Will California SB 690 end CIPA website tracking lawsuits? Not yet — and possibly not in its current form at all. California Senate Bill 690 would create a commercial business purpose exemption to CIPA that would effectively eliminate the private right of action for most website tracking claims. It passed the California Senate unanimously, 35-0. It then stalled in the Assembly, was designated a two-year bill, and cannot take effect before January 1, 2027 at the earliest. Its primary sponsor paused it herself, citing outstanding concerns around consumer privacy. Whether it passes in 2026, passes in amended form, or fails entirely is genuinely uncertain.

What is not uncertain: SB 690's failure to advance in 2025 has given plaintiffs a clear deadline to file all claims they can before the new limitations potentially take effect — and the number of filings has not slowed.

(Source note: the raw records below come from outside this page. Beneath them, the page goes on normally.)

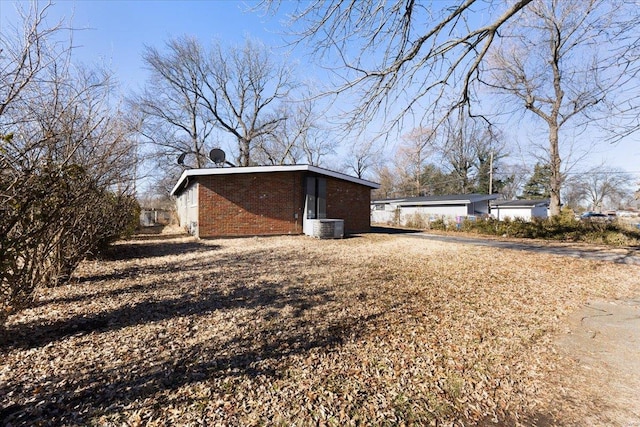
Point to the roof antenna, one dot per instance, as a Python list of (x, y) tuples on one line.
[(218, 157)]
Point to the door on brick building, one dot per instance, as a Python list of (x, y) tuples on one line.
[(315, 204)]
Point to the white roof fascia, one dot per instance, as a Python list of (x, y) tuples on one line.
[(266, 169)]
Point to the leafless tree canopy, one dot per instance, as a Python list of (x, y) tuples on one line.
[(66, 161), (403, 56), (194, 91)]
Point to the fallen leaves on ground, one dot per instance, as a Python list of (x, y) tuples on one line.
[(371, 330)]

The bill's existence has accelerated the litigation it was designed to stop.

This post explains what SB 690 would do, what happened to it, what the current legislative timeline looks like, and — most importantly — what businesses should be doing right now that does not depend on when or whether SB 690 passes.

What SB 690 would actually do

SB 690 proposes to amend CIPA by introducing exemptions for activities conducted for a "commercial business purpose" from several core CIPA provisions — exempting from liability the interception or recording of communications when done for a commercial business purpose.

The commercial business purpose definition is closely tied to CCPA. It encompasses the processing of personal information to further a business purpose as defined in the CCPA — operational purposes, auditing, security, marketing, and analytics — as well as activities subject to a consumer's opt-out rights under the CCPA and CPRA.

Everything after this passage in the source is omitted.